Column Six: Which Business Rules Are Where?

Ideally, a single set of business rules applies to the entire enterprise. In reality, however, it may be necessary to vary the rules by facility. Different locations may be run differently, may have different customs, or may be subject to different laws. For example, different offices of a car rental agency may have different rules for late return of a car, depending on when they are open. Office hours might be different in different sites, and different legal systems may apply.

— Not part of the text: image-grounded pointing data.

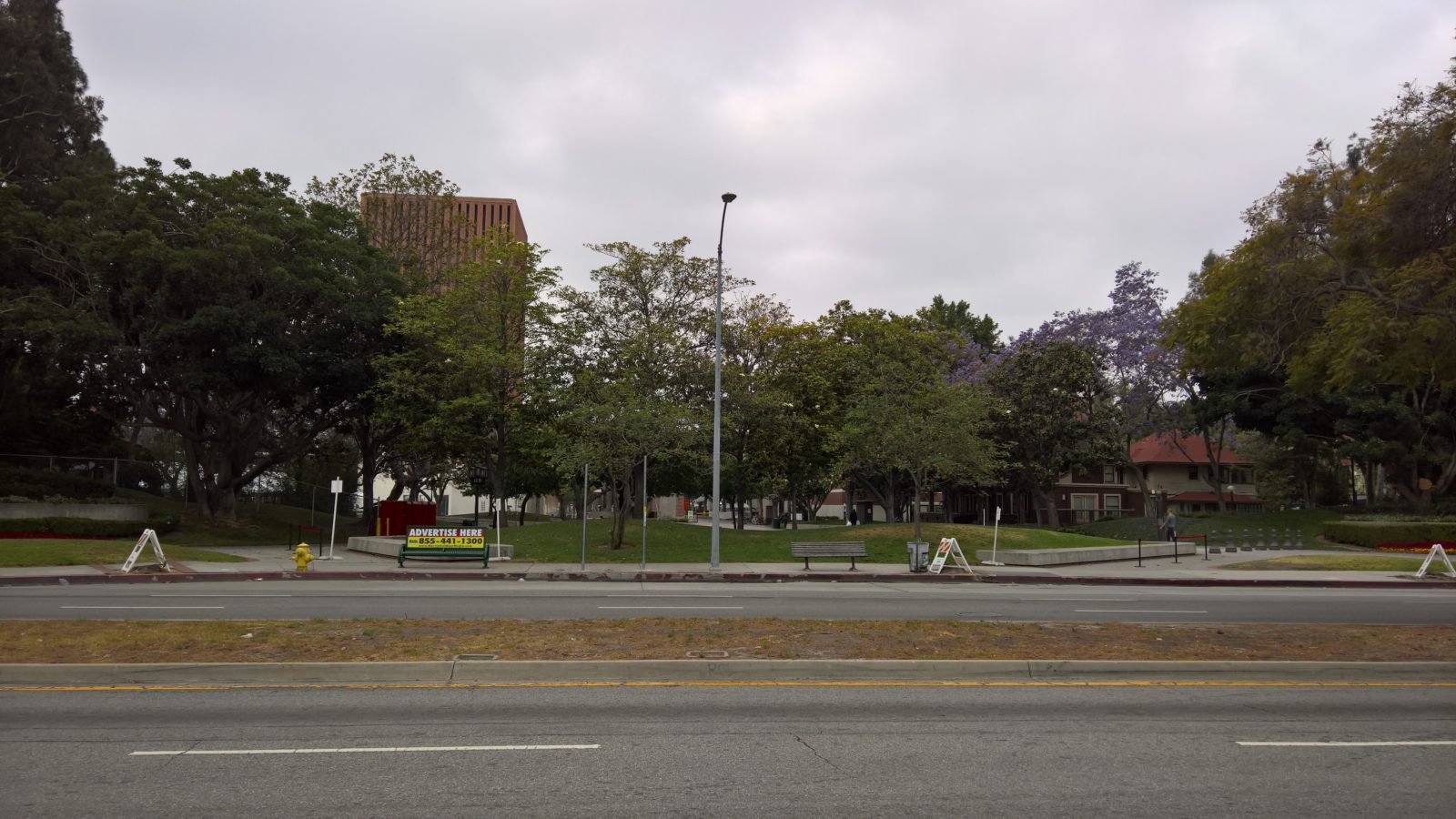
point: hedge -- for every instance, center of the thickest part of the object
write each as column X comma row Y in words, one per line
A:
column 40, row 484
column 84, row 526
column 1375, row 532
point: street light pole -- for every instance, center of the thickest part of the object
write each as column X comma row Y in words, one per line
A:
column 718, row 383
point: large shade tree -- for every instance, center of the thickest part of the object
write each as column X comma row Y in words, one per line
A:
column 233, row 314
column 1346, row 288
column 635, row 356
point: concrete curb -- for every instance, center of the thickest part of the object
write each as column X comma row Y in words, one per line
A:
column 564, row 672
column 713, row 577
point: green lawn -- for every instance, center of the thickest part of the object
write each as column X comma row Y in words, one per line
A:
column 56, row 551
column 669, row 541
column 257, row 523
column 1310, row 522
column 1332, row 562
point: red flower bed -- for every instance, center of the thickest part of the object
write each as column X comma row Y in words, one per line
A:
column 57, row 535
column 1410, row 547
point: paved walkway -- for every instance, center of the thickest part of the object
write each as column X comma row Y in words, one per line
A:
column 1187, row 570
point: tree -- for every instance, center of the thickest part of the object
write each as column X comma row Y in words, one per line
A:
column 1142, row 370
column 233, row 314
column 754, row 339
column 460, row 379
column 50, row 127
column 632, row 354
column 958, row 318
column 907, row 416
column 1056, row 416
column 1346, row 286
column 407, row 212
column 803, row 409
column 422, row 242
column 50, row 130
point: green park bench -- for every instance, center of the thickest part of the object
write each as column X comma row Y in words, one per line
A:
column 829, row 548
column 407, row 551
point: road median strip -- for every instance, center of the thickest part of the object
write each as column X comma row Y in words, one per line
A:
column 721, row 672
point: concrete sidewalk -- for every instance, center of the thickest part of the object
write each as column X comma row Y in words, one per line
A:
column 273, row 562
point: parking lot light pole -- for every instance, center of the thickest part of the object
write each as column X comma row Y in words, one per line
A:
column 718, row 385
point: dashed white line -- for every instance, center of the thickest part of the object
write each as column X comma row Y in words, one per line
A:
column 1402, row 743
column 178, row 596
column 1136, row 611
column 691, row 608
column 138, row 608
column 672, row 596
column 1079, row 599
column 400, row 749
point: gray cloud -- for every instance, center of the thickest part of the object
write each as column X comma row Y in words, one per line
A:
column 1011, row 155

The Requirements Analysis Deliverable—Column Three

The Row Two deliverable could be as simple as a map showing the enterprise's various locations, with different icons showing the kinds of facilities in each.

Ultimately, however, the analysis project should deliver a location dimension for all its other deliverables:

  • For each entity, where are the data collected, and where are they used?

  • For each activity, where is it performed?

  • What is the volume of data to be communicated from one location to another?

  • For each organization, where is it located, and with what other organizations in what other sites does it interact?

  • For each event, where does it take place, and what is the location of each response to that event?

  • For each business rule or business policy, which sites are affected?